Conheci um homem em um momento de descontração.
Eu não sabia, mas andava carente de tudo:
de afeto, de cuidados e de alguma selvageria.
Bebemos, os dois, para além dos nossos limites do bom-senso.
Eu senti que ele me desejava e eu não tinha coisa alguma a perder.
Meus desejos andavam reprimidos e cada vez mais fortes.
Nossa primeira vez juntos proporcionou-me um prazer indescritível,
mas havia mais.
Ele tocou-me de alguma maneira:
eu fui cuidadoso com ele e o prazer foi de ambos.
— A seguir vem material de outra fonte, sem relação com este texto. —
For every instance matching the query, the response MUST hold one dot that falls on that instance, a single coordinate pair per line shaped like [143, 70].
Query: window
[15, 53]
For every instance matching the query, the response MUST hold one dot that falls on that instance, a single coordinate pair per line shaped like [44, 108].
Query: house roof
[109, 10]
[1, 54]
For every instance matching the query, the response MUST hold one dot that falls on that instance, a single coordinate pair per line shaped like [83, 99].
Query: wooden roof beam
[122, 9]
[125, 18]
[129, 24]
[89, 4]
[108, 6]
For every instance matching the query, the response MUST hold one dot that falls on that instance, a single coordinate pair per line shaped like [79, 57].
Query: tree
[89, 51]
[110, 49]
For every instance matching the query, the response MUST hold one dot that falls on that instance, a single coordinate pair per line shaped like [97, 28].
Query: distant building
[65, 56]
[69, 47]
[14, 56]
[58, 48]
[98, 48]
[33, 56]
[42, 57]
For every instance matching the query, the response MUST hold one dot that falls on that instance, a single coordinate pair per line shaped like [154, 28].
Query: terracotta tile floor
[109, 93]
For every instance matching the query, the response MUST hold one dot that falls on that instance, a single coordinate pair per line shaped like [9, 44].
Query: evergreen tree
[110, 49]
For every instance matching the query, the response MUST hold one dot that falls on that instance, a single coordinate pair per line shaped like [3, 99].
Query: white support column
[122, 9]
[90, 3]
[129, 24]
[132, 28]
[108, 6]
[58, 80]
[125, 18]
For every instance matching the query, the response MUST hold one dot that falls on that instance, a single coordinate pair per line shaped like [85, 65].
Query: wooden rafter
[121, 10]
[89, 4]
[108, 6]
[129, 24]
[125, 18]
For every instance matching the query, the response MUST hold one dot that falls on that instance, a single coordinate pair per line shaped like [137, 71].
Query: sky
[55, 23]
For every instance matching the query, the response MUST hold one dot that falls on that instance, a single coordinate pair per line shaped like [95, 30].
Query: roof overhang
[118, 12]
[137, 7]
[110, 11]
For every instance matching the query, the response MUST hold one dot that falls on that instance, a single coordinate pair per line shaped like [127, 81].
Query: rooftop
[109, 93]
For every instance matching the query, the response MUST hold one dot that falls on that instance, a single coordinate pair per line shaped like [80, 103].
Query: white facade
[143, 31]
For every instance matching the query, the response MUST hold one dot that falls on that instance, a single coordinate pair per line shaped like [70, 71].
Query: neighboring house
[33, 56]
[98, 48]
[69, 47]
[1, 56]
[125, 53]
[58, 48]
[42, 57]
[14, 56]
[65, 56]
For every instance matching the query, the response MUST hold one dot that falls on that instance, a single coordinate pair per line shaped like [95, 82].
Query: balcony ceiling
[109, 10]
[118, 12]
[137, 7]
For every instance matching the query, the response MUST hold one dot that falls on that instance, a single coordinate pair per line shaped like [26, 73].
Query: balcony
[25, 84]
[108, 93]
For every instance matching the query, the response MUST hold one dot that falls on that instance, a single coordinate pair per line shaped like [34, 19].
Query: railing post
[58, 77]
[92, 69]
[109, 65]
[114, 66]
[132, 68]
Ele satisfez as minhas vontades mais secretas,
porque eram as suas também.
Nenhum de nós olhou para o outro como objeto.
Éramos os sujeitos das nossas ações e de nós mesmos.
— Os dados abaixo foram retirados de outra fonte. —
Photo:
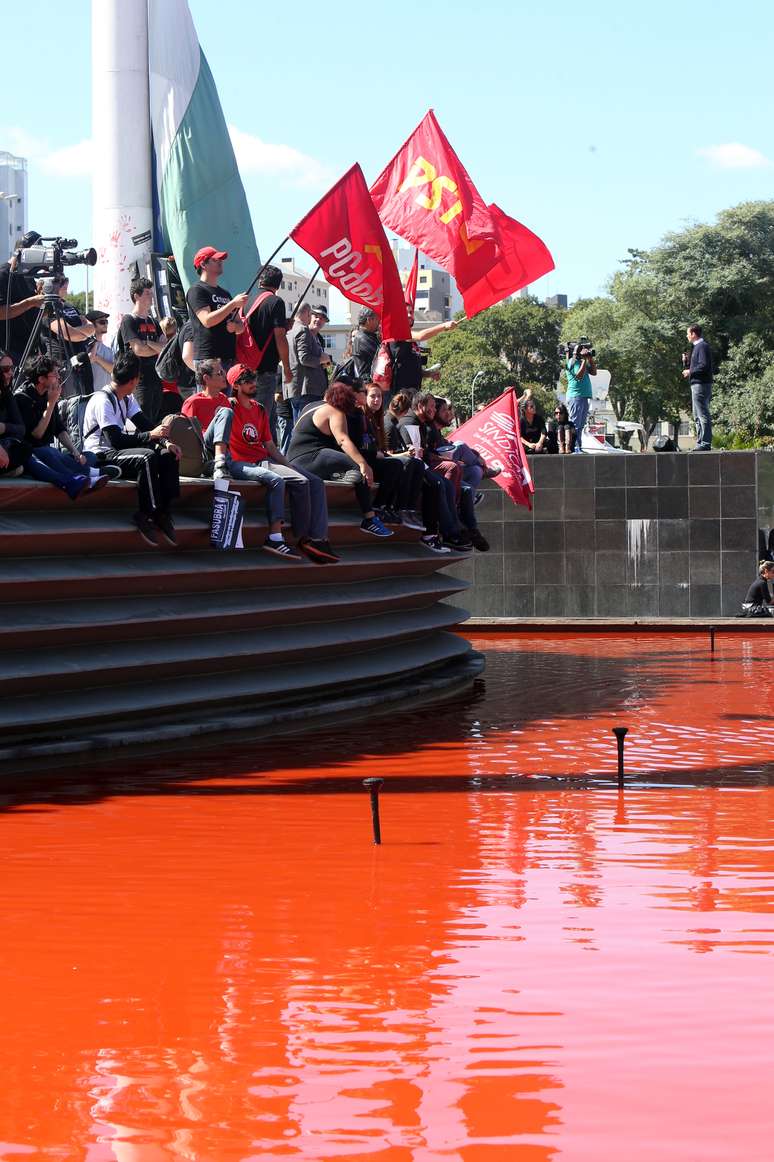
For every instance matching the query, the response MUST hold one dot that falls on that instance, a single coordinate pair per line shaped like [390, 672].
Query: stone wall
[669, 535]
Nossa despedida não foi fria.
Houve um segundo encontro.
Com ele, eu me sentia inteiramente livre para me expressar.
Já havia notado que o fazia com distinção, com respeito.
Nossa selvageria era pura. Ele claramente já me amava.
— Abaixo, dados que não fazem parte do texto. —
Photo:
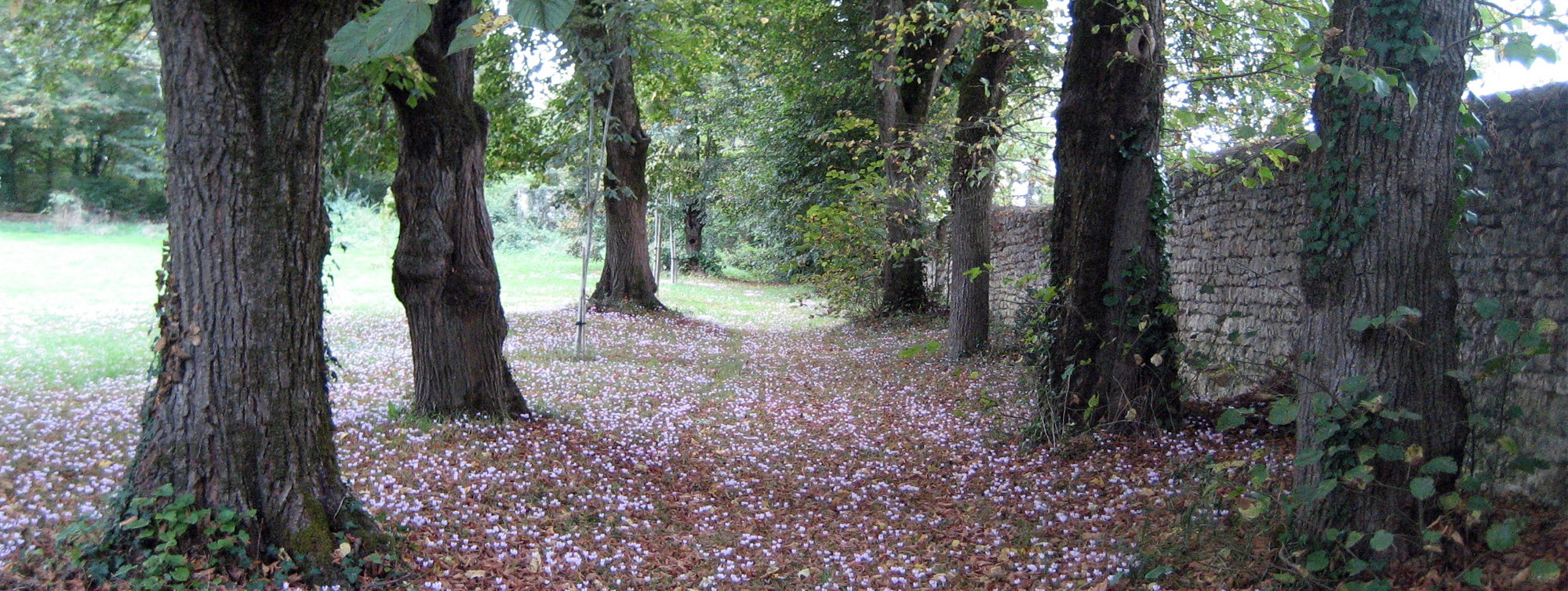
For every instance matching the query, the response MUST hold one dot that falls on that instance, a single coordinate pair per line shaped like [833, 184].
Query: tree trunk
[444, 267]
[238, 416]
[971, 189]
[628, 278]
[1108, 355]
[908, 73]
[8, 181]
[695, 222]
[1382, 203]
Nunca exigiu coisa alguma;
o que eu lhe oferecia era o que ele mais desejava.
Ele me acariciava com lascívia, com sensualidade, mas com devoção:
eu era-lhe importante!
Então, vi-me com um homem atraente, doce, puro e selvagem.
Vi-me com um homem que se derretia por mim.
Um toque de minha mão pelo seu corpo causava-lhe arrepios
que me imploravam para possuí-lo.
Ele conseguia de mim o que mulher alguma conseguira.
Ele sabia como prolongar o meu prazer e só me deixar explodir no limite.
Ele sabia como exaurir-me. E ele me amava. Ele me amava muito.
Foi com ele que eu comecei a sentir
o que é verdadeiramente ser importante para alguém.
O que era ser amado por alguém:
amor sem exigências, sem competições, sem reclamações.
Foi com ele que eu senti como a força do amor
renova e enche a vida de esperanças.
Então, dei-me conta de que eu era um homem casado.
Casado com uma mulher muito bonita, bem-sucedida e ótima companheira.
Havia tudo, menos selvageria e essa força renovadora do amor.
Minha vida de casado era uma linda caixa, estilosa, embrulhada com requinte
e decorada com um laço vistoso, brilhante, todo ornado, por cima.
O que havia na caixa?
Nada!
Minha vida de casado era um belíssimo pacote,
cheio de vazio.
Minha esposa era uma ótima companhia
com quem eu gostava de estar.
Ele, esse homem, era alguém
com quem eu queria estar; precisava estar.
Ele, esse homem, era alguém de quem
eu não conseguia mais ficar apartado.
O período mais tenebroso nas minhas reflexões enfim ocorreu.
Ocorreu quando suspeitei que pudesse estar
afetivamente envolvido com esse homem.
Logo eu, um homem hétero, grande conquistador de mulheres.
Todas as que eu decidira levar para a cama, foram abatidas.
Quantas eu decidira levar para o meu coração?
Talvez, nem mesmo a minha esposa.
Aquele homem me havia enfeitiçado.
Seu feitiço era dos fortes.
Ele seguia comigo nas selvagerias,
não competia, não reclamava, não exigia.
O que eu lhe proporcionava era exatamente o que ele buscava.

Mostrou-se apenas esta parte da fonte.